Hell, for all I know, Price/Verma could even take HealthCare.Gov offline altogether and require people to call in their enrollments or even fill out a paper form (both of which, yes, you can actually do already).

Again, I don't think they would take it quite that far; my guess is that they'll keep the site running mostly as it's supposed to, not doing anything too blatantly obvious...just enough to deliberately increase the general distrust and unease people have over Trump and, more to the point, of "government run healthcare" in general.

Then again, some of these things appear to already be happening:

Trump administration ends Affordable Care Act assistance contracts in 18 cities

President Donald Trump’s administration has ended Affordable Care Act contracts that brought assistance into libraries, businesses and urban neighborhoods in 18 cities, meaning shoppers on the insurance exchanges will have fewer places to turn for help signing up for coverage.

Community groups say the move, announced to them by contractors last week, will make it even more difficult to enroll the uninsured and help people already covered re-enroll or shop for a new policy. That’s already a concern because of consumer confusion stemming from the political wrangling in Washington and a shorter enrollment period. People will have 45 days to shop for 2018 coverage, starting Nov. 1 and ending Dec. 15. In previous years, they had twice that much time.

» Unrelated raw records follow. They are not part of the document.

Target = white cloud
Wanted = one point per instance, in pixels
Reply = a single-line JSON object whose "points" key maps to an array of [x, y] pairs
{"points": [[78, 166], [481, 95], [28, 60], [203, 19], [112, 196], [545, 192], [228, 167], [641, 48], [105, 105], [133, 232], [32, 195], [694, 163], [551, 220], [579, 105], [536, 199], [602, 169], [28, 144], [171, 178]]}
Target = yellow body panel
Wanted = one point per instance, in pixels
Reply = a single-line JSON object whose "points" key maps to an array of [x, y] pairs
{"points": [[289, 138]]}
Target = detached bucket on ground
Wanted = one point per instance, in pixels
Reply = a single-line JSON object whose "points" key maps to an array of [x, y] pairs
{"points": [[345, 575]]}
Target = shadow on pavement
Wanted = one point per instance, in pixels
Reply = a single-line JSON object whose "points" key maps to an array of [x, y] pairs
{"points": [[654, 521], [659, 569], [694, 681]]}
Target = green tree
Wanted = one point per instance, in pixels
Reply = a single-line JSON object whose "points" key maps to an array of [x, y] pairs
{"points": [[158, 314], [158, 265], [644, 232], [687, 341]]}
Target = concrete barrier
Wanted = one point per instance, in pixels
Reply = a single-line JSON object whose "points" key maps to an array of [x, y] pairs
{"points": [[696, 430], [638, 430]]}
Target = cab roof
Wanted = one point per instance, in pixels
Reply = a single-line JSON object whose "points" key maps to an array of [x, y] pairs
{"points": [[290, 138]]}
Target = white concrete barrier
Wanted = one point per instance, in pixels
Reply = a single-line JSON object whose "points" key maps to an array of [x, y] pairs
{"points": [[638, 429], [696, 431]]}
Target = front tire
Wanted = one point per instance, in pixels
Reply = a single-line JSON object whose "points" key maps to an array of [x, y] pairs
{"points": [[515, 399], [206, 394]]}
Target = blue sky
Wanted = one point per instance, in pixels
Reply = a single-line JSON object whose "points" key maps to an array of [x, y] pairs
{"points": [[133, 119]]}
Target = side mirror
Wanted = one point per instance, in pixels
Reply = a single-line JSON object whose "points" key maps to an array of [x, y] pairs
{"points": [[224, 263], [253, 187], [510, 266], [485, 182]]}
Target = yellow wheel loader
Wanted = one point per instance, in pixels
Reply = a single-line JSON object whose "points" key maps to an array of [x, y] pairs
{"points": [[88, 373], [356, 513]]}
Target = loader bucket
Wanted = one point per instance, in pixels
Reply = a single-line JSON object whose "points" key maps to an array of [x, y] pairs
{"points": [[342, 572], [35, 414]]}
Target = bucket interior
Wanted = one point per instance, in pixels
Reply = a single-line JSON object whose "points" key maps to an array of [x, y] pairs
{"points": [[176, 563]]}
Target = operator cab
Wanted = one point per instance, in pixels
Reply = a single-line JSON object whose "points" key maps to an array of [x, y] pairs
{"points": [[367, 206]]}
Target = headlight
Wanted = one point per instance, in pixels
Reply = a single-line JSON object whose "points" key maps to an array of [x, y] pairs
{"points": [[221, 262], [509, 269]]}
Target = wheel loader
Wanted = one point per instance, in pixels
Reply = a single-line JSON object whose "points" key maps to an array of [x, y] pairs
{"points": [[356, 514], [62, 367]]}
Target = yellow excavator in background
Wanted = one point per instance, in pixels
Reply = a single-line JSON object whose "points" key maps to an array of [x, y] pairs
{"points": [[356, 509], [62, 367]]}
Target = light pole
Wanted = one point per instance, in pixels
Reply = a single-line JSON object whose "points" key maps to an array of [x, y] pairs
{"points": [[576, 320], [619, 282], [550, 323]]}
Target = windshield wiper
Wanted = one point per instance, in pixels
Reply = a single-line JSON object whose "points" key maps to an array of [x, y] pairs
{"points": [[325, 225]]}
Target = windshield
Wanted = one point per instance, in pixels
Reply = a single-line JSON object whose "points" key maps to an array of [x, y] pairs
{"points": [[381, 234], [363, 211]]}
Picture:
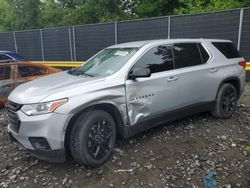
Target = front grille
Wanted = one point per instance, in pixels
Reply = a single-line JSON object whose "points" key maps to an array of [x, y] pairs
{"points": [[11, 109]]}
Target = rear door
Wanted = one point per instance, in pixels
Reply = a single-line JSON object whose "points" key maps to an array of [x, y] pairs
{"points": [[196, 75], [149, 98]]}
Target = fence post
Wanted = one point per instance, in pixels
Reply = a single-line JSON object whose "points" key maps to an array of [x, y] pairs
{"points": [[169, 26], [70, 45], [41, 38], [15, 43], [240, 27], [115, 32], [74, 42]]}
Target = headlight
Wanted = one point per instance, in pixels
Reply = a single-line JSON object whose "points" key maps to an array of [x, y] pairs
{"points": [[42, 108]]}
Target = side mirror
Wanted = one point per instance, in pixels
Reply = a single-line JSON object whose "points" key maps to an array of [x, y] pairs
{"points": [[139, 73]]}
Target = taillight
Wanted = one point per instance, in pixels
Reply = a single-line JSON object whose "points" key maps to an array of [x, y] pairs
{"points": [[243, 64]]}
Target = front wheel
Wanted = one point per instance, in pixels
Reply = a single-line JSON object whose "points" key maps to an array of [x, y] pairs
{"points": [[226, 101], [92, 138]]}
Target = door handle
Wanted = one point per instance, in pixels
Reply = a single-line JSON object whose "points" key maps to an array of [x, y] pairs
{"points": [[172, 78], [213, 70]]}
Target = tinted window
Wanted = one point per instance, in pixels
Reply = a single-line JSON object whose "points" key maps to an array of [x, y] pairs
{"points": [[157, 59], [227, 49], [4, 57], [4, 73], [186, 55], [26, 71], [15, 56], [204, 54]]}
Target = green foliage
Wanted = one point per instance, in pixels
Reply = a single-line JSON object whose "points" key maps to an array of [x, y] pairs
{"points": [[30, 14], [25, 13], [196, 6]]}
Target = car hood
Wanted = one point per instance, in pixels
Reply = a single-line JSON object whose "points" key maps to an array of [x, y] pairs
{"points": [[36, 90]]}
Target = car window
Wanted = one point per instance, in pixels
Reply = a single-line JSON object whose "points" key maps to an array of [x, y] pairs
{"points": [[186, 55], [15, 56], [157, 59], [227, 49], [204, 54], [4, 57], [106, 62], [5, 73], [27, 71]]}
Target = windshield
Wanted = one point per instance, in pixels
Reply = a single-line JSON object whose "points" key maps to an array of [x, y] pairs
{"points": [[15, 56], [106, 62]]}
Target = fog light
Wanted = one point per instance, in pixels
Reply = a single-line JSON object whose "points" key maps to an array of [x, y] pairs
{"points": [[39, 143]]}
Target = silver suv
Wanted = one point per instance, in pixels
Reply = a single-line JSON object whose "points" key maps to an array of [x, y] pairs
{"points": [[122, 90]]}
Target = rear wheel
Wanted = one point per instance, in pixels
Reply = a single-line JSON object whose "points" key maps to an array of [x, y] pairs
{"points": [[226, 101], [92, 138]]}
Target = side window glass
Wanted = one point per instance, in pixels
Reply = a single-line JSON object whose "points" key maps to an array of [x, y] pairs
{"points": [[5, 73], [27, 71], [157, 59], [204, 53], [186, 55], [4, 57]]}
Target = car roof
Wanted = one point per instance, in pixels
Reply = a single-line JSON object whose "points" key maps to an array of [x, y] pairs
{"points": [[138, 44], [7, 52]]}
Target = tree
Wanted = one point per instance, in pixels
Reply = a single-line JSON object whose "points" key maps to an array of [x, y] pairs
{"points": [[6, 16], [197, 6]]}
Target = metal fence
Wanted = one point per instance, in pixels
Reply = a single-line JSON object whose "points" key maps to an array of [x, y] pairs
{"points": [[78, 43]]}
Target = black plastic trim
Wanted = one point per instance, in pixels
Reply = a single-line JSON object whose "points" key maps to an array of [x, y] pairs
{"points": [[167, 117]]}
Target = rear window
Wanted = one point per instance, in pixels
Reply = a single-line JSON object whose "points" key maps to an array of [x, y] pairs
{"points": [[186, 55], [227, 49]]}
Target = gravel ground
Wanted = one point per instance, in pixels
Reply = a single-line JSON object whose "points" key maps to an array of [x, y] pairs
{"points": [[175, 155]]}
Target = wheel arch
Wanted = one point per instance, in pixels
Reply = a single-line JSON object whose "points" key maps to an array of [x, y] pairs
{"points": [[107, 107], [235, 82]]}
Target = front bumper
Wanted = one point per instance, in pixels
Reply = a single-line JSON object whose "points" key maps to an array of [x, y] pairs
{"points": [[50, 127]]}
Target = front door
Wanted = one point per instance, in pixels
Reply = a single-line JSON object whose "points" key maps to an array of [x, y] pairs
{"points": [[148, 98]]}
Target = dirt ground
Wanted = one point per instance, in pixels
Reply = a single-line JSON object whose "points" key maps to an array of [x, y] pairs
{"points": [[178, 154]]}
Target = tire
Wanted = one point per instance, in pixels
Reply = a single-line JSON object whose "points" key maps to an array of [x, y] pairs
{"points": [[226, 101], [92, 138]]}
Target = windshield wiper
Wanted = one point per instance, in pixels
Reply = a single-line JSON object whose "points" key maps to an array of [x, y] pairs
{"points": [[76, 72]]}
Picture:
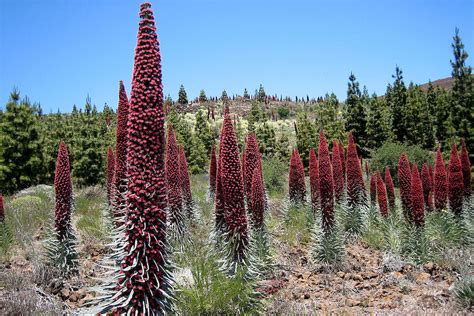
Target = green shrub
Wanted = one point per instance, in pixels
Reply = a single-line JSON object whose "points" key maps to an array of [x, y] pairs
{"points": [[389, 154]]}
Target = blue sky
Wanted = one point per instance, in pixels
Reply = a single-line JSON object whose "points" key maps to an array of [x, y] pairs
{"points": [[59, 51]]}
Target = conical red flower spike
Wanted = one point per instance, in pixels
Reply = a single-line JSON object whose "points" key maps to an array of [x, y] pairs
{"points": [[326, 185], [314, 179], [338, 176], [455, 182], [381, 195], [417, 201], [404, 182]]}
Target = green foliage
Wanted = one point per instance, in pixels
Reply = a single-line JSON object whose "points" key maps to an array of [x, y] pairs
{"points": [[389, 154]]}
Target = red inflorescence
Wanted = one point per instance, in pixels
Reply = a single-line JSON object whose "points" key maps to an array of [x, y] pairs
{"points": [[390, 189], [455, 182], [110, 173], [232, 185], [257, 203], [373, 189], [146, 197], [404, 182], [440, 182], [466, 169], [326, 185], [338, 176], [355, 183], [314, 179], [296, 183], [417, 202], [382, 195], [173, 179], [185, 183], [427, 185], [120, 176], [212, 171], [63, 190], [251, 162]]}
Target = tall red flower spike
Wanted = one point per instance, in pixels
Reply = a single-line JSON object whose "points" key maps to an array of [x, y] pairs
{"points": [[326, 185], [212, 171], [173, 180], [404, 182], [185, 183], [63, 190], [110, 173], [355, 183], [440, 182], [343, 160], [390, 189], [466, 169], [373, 189], [257, 201], [233, 188], [427, 185], [417, 202], [455, 182], [314, 179], [338, 176], [381, 195], [251, 162], [296, 183], [120, 178], [144, 281]]}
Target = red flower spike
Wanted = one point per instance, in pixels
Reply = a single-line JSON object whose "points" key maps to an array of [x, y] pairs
{"points": [[440, 182], [426, 182], [390, 189], [417, 202], [466, 169], [257, 203], [455, 182], [355, 183], [314, 179], [110, 173], [120, 175], [232, 185], [146, 198], [338, 176], [63, 190], [326, 185], [185, 183], [212, 171], [382, 195], [404, 182], [173, 179], [296, 182]]}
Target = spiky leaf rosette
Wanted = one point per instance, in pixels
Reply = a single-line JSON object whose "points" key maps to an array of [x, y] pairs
{"points": [[212, 172], [326, 185], [427, 185], [338, 176], [373, 189], [296, 183], [440, 188], [314, 179], [185, 184], [466, 169], [144, 283], [382, 196], [404, 181], [417, 202], [251, 162], [120, 176], [110, 173], [455, 182], [233, 196]]}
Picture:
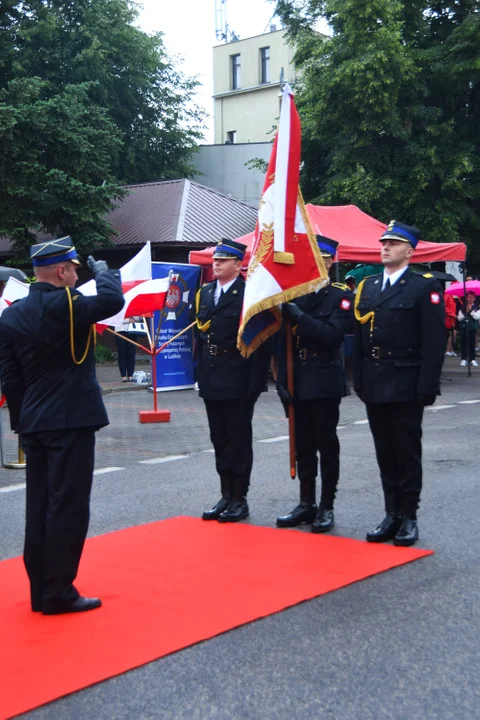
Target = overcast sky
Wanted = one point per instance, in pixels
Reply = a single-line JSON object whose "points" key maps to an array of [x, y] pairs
{"points": [[189, 30]]}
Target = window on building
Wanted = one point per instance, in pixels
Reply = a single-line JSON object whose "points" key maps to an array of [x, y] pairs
{"points": [[264, 65], [235, 59]]}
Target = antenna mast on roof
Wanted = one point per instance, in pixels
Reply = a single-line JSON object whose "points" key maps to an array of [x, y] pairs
{"points": [[222, 31]]}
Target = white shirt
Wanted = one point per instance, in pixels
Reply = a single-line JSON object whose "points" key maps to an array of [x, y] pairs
{"points": [[393, 277], [219, 288]]}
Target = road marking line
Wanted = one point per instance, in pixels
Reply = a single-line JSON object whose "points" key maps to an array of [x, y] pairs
{"points": [[103, 471], [279, 438], [156, 461], [12, 488]]}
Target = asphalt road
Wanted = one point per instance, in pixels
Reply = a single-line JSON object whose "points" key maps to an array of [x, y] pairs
{"points": [[401, 645]]}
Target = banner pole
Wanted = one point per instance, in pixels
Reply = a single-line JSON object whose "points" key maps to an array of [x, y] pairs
{"points": [[291, 408], [132, 342]]}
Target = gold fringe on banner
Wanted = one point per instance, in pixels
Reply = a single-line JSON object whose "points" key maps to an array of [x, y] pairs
{"points": [[271, 303]]}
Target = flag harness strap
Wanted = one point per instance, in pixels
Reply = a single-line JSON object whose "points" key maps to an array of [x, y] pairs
{"points": [[369, 316], [203, 327], [91, 332]]}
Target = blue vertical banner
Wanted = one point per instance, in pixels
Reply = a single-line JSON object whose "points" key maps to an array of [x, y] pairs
{"points": [[175, 363]]}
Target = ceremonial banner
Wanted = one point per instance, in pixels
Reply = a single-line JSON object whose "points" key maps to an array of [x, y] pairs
{"points": [[14, 290], [174, 364], [285, 262]]}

Given everything we've seen so far, not just with Price & HHS but the entire Trump Administration in general...I wouldn't rule any of the above items out. We're in uncharted territory here. The goal of Donald Trump and Tom Price is not to help people sign up for health insurance...their goal is, as they've stated repeatedly, to cause "Obamacare" to "blow up", "explode" and so forth in any way possible.

In a nutshell, the goal of Donald Trump, Tom Price, Seema Verma, Mitch McConnell and Paul Ryan here is simple: To reverse HealthCare.Gov's enrollment growth from 600,000+ people to day back down to 6.

If none of the items on my list prove to come true, no one will be happier than me...especially since my own family is enrolled in an ACA exchange policy. But don't be surprised if some or all of these things happen.